During that global influenza pandemic, Delta didn’t have a newspaper as the Delta Times ceased operating and the Optimist wouldn’t commence until 1922.
But other publications gave an indication of the concern in Delta including an article in the Columbian in January 1919, recently provided by the Delta Heritage Society, which noted that Ladner was to be completely shut down.
“Dr. Oliver, son of Premier Oliver, representing the Provincial health authorities, conferred with the local Board of Health today on the flu situation, and it was decided to place a strict on all public gatherings effective immediately.”
An article in November 1918 already brought home the seriousness of the pandemic, starting with an update on a pair of residents who were seriously ill with Spanish influenza but were on the road to recovery.
Others, though, weren’t so fortunate, prompting the need for the temporary hospital.
“The municipal council at a special meeting Wednesday decided to open the upper floor of McNeely hall and equip same as an isolation hospital for influenza patients.

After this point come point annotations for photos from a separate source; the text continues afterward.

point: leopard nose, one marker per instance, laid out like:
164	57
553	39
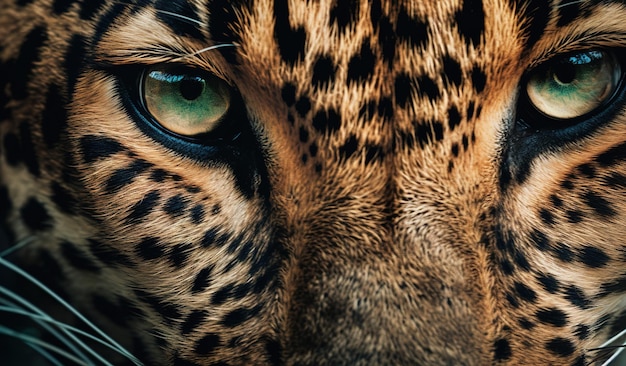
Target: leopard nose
375	306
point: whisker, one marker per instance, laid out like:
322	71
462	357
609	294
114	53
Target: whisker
56	323
172	14
66	305
612	345
181	57
64	340
38	342
20	244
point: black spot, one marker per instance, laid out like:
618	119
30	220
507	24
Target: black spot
193	321
614	155
193	189
525	292
158	175
125	176
411	30
502	350
567	12
109	255
29	153
599	204
222	295
587	170
387	40
526	324
61	6
274	350
374	153
25	63
403	89
197	214
428	88
470	21
184	27
361	65
479	79
618	324
453	73
303	134
98	147
573	216
202	280
12	149
89	8
78	258
327	121
582	331
179	254
540	240
182	362
54	117
512	300
303	106
385	108
74	60
615	180
291	42
224	24
593	257
150	248
144	207
454	118
556	201
167	310
345	13
106	19
549	283
323	71
288	93
563	252
560	346
5	203
349	147
535	17
520	260
507	267
424	133
207	344
63	198
175	206
552	316
209	238
313	149
35	215
240	315
546	216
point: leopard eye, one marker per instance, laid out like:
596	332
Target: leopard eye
574	85
184	101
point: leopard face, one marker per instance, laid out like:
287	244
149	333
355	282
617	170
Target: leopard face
322	182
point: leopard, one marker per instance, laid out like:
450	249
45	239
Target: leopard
320	182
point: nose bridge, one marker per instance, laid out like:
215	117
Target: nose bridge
376	271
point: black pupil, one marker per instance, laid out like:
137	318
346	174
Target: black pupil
565	73
191	88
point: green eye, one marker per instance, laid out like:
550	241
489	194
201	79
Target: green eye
184	101
574	85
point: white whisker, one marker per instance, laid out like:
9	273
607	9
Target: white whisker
66	305
36	341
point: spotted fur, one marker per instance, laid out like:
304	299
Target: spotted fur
388	198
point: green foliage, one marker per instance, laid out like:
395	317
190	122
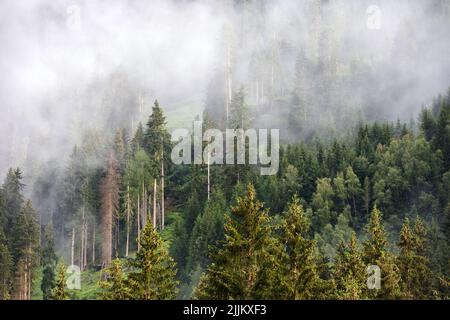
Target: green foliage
376	253
301	279
116	286
246	267
59	292
413	261
48	262
153	275
349	271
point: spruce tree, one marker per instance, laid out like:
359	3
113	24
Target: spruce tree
302	279
116	286
349	271
413	263
154	275
25	238
376	253
48	262
59	292
247	266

The reeve Mr. A.D. Paterson, Dr. A.A. King, the medical officer, and Mr. E.L. Berry were instructed to carry out necessary arrangements with all speed,” the article stated.

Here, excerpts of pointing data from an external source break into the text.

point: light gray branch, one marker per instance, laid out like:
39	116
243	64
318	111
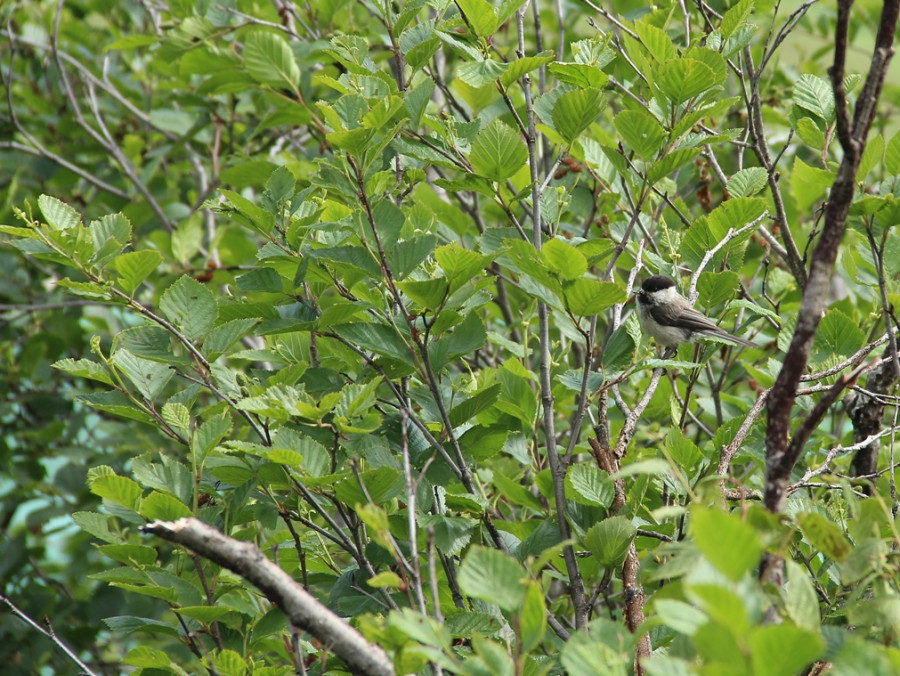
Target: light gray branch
301	608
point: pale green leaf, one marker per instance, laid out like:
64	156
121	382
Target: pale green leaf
498	152
190	306
269	59
492	576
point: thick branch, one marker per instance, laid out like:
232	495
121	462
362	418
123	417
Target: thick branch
301	608
779	458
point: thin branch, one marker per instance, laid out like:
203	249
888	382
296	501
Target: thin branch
48	634
302	609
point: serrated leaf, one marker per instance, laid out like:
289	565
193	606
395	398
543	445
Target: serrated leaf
610	539
130	555
225	335
480	16
526	64
269	60
159	506
468	409
669	163
810	133
586	297
492	576
682	79
814	94
134	267
460	265
407	255
177	415
783	649
59	215
498	152
532	618
581	75
564	259
118	489
618	355
640	131
575	111
150	377
190	306
892	155
590	484
481	72
656	41
728	543
747	182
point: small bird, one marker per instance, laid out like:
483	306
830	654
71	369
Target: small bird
667	316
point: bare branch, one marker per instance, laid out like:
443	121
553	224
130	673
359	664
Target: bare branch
301	608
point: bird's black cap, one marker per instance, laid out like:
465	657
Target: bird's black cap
656	283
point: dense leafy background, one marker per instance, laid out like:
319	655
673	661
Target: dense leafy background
275	266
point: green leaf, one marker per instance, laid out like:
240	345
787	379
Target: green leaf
150	377
640	131
783	649
481	72
480	16
810	133
564	259
873	153
96	525
163	507
892	155
465	339
190	306
498	151
618	354
814	94
492	576
526	64
460	265
824	535
134	267
575	111
381	484
736	17
801	602
590	485
747	182
669	163
84	368
532	618
451	533
468	409
59	215
407	255
730	544
610	539
378	338
585	297
225	335
656	41
130	555
118	489
270	61
683	79
429	293
838	335
582	75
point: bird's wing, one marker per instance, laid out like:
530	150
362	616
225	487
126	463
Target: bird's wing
685	318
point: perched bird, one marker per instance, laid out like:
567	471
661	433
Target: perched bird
667	316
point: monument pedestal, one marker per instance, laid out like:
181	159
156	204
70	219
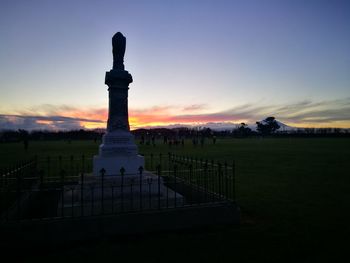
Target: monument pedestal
118	150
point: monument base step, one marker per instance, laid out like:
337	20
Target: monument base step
113	164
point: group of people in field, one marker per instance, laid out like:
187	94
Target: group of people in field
175	141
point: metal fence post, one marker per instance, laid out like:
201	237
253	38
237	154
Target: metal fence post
158	173
140	171
122	171
102	171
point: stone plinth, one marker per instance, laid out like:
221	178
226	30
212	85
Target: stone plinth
118	149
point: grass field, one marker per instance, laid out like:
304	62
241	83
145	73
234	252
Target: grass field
294	196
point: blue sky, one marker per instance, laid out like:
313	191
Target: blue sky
189	59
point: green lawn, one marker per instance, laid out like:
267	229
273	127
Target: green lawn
294	195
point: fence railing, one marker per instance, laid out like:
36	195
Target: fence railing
61	187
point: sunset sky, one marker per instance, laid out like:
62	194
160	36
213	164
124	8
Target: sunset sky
193	62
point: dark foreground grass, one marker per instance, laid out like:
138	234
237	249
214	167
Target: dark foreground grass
294	195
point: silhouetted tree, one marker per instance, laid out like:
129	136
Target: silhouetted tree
243	129
267	126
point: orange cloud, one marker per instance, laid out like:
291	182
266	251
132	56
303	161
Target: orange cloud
334	113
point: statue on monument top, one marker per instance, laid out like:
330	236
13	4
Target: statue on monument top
118	43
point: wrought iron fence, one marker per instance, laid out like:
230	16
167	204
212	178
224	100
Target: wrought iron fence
61	187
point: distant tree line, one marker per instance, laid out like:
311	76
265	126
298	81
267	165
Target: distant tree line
267	127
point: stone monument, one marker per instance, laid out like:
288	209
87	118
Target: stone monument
118	149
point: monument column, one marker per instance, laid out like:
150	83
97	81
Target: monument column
118	149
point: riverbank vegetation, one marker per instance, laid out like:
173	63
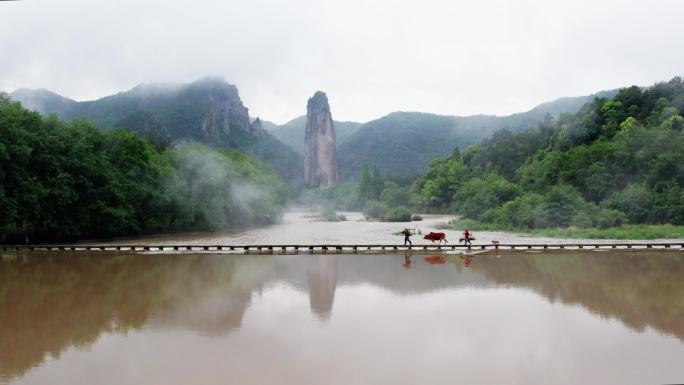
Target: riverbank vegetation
616	162
69	181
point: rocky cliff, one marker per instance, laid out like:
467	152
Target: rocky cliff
209	111
320	160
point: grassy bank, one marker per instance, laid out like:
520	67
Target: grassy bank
622	232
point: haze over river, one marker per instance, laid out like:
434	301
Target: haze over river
299	227
609	317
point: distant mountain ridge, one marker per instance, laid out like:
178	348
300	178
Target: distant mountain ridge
208	110
404	143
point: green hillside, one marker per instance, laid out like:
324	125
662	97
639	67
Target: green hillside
208	111
616	161
63	180
404	143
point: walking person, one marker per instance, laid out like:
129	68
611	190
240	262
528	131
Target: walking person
467	237
407	234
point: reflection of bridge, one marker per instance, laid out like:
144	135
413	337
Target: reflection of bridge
340	248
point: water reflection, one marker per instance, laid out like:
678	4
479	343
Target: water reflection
322	281
50	303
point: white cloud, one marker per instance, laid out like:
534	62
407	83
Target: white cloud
371	57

“Great Sympathy is expressed to Mr. and Mrs. Rock Pybus of Slough road in the loss of their two children, who died this week as a result of pneumonia. Four deaths have already been recorded in the municipality and many serious cases are still under treatment. Several cases have already been contracted by those volunteering to nurse those already stricken.”

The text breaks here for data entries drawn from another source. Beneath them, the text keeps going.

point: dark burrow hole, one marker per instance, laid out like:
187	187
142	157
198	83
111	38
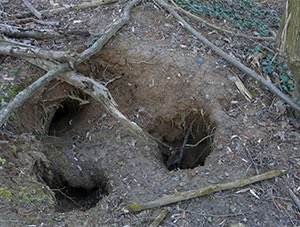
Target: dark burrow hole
77	198
184	143
67	197
64	116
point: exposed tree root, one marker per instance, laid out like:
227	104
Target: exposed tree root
62	68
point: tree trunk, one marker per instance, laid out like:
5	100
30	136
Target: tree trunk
289	40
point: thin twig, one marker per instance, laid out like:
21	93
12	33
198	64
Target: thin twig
162	215
83	5
294	198
55	72
32	9
231	60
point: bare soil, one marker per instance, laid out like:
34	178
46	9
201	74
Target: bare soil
65	161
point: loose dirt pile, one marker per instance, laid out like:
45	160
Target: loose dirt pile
176	90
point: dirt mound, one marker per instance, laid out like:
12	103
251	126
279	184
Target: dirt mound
201	131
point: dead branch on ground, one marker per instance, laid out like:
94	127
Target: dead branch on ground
83	5
18	33
6	48
62	68
94	89
162	215
228	58
32	9
294	198
181	196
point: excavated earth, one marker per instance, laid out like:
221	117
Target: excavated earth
82	166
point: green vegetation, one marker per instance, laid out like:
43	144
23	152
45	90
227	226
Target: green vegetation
249	18
5	193
238	14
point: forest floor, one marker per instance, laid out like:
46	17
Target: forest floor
65	161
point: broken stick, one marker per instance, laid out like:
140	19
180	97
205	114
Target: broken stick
61	68
181	196
229	59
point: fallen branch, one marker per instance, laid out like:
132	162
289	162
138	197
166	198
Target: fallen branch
94	89
97	46
70	7
162	215
18	33
228	58
6	48
294	198
32	9
181	196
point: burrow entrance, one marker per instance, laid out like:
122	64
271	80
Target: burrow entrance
77	185
68	110
185	142
78	198
74	188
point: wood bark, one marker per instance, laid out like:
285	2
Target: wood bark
288	40
61	68
181	196
229	59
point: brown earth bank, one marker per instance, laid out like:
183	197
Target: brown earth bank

The Delta Heritage Society has also managed to collect some heart-wrenching letters from a local nurse who looked after patients at the hall, working with Dr. King,
Those accounts, which will be posted online, from Winifred Fisher seem to mirror the experience and concerns frontline workers have faced during the current crises.
In another edition of the Columbian in November 1918, an article noted Rev. R.F. Stillman had just returned to Ladner from a Methodist convention in Ontario, and that the flu situation was very bad there.
Stillman said people there were incensed “at the spirit of materialism” which closed the churches but allowed theatres to remain open.